Am 19. August soll jetzt der Prozess gegen den Afrikaner beginnen der vor rund einem Jahr im Frankfurter Hauptbahnhof einen Jungen vor einen einfahrenden ICE gestoßen hatte. Das teilte das Landgericht Frankfurt mit. Ins Gefängnis wird der Eritreer wohl nicht kommen, denn er wird – erraten – als „schuldunfähig“ eingestuft.

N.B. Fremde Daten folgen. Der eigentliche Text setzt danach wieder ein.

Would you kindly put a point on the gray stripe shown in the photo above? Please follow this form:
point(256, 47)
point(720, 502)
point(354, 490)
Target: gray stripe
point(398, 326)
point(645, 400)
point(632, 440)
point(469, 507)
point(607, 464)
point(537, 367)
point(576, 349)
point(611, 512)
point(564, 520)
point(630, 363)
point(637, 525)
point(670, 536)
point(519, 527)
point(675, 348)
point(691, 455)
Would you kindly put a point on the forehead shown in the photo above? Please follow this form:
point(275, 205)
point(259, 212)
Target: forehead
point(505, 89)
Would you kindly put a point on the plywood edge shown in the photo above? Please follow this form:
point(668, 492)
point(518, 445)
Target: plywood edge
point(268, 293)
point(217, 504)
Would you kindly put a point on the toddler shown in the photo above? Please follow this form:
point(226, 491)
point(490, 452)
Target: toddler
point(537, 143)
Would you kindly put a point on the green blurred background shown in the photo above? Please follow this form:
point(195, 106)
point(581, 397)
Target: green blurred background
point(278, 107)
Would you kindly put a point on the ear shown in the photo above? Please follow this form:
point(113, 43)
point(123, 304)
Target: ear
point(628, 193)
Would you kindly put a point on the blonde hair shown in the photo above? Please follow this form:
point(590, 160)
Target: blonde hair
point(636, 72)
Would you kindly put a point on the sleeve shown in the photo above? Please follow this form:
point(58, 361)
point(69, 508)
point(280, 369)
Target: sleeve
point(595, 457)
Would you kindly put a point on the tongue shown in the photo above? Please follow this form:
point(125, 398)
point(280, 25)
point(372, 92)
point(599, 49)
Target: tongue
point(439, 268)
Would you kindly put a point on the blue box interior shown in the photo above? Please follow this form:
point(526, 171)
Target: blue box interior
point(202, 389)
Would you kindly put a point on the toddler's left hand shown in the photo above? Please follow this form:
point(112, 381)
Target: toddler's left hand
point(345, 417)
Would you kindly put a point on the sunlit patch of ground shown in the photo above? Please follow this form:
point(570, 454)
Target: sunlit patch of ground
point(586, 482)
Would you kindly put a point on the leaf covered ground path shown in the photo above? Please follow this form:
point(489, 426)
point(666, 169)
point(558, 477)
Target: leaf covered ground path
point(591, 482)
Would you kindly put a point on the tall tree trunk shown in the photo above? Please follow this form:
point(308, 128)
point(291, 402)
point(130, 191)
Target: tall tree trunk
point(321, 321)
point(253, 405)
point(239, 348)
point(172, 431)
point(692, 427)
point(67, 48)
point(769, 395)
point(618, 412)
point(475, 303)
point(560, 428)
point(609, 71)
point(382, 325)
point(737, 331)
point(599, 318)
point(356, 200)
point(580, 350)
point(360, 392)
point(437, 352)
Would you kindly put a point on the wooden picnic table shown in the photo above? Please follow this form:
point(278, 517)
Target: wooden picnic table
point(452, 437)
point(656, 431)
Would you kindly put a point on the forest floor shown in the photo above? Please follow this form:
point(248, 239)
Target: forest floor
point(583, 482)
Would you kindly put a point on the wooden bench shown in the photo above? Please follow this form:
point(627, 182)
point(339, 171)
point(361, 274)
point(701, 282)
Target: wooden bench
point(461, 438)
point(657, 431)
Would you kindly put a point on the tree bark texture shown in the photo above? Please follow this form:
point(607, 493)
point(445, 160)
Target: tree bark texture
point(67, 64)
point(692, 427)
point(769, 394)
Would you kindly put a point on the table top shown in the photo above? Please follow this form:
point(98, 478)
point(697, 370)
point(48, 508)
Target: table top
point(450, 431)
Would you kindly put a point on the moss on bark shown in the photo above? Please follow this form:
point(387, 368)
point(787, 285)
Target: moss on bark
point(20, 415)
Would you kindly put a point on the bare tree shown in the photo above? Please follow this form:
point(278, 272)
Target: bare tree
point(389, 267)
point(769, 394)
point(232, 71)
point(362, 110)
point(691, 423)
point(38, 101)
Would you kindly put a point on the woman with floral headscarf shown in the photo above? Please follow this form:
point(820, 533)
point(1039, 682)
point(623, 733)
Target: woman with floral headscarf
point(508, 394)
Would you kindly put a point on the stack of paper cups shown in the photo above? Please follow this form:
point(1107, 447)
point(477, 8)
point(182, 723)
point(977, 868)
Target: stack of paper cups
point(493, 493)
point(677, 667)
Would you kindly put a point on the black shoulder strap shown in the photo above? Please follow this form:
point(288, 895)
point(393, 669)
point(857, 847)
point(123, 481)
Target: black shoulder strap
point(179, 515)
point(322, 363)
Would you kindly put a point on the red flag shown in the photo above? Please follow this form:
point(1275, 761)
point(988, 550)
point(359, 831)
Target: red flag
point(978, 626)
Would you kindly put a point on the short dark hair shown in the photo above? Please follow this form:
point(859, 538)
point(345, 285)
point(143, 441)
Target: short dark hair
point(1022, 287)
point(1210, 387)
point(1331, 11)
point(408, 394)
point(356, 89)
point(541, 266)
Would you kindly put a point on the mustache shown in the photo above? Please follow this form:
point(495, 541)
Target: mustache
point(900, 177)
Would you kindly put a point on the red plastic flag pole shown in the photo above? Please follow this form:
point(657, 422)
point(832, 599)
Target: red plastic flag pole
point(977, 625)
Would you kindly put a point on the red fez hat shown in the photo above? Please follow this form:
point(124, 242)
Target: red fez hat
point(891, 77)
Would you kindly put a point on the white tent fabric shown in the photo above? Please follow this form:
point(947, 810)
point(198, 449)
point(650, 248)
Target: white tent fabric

Verbrecher soll in Psychiatrie bleiben

Es käme laut Gericht eine Verurteilung wegen „Totschlags“ und versuchten Totschlags infrage, „sofern die Beweisaufnahme ergeben sollte, dass der Beschuldigte unter bewusster Ausnutzung der Arg- und Wehrlosigkeit der Opfer (Heimtücke) gehandelt hat“. Man muss jedoch keine Wahrsagerin mit Kristallkugel befragen, um vorherzusehen was die Beweisaufnahme ergeben wird, denn bereits jetzt wird der 41-jährige Afrikaner als schuldunfähig eingestuft. Begründung: Er leide laut Gutachten unter paranoiden Wahnvorstellungen. Nachdem er eine 78-Jährige, die er ebenfalls vor den Zug stoßen wollte sich gerade noch retten konnte, jedoch einen Ellenbogenbruch erlitt, sind weiter derartige Taten zu erwarten. Daher wird eine dauerhafte Unterbringung angeraten. Dass man diese Figur nach Eritrea abschiebt und eine dortige dauerhafte Inhaftierung fordert bzw. durchsetzt, wird natürlich nicht einmal in Erwägung gezogen.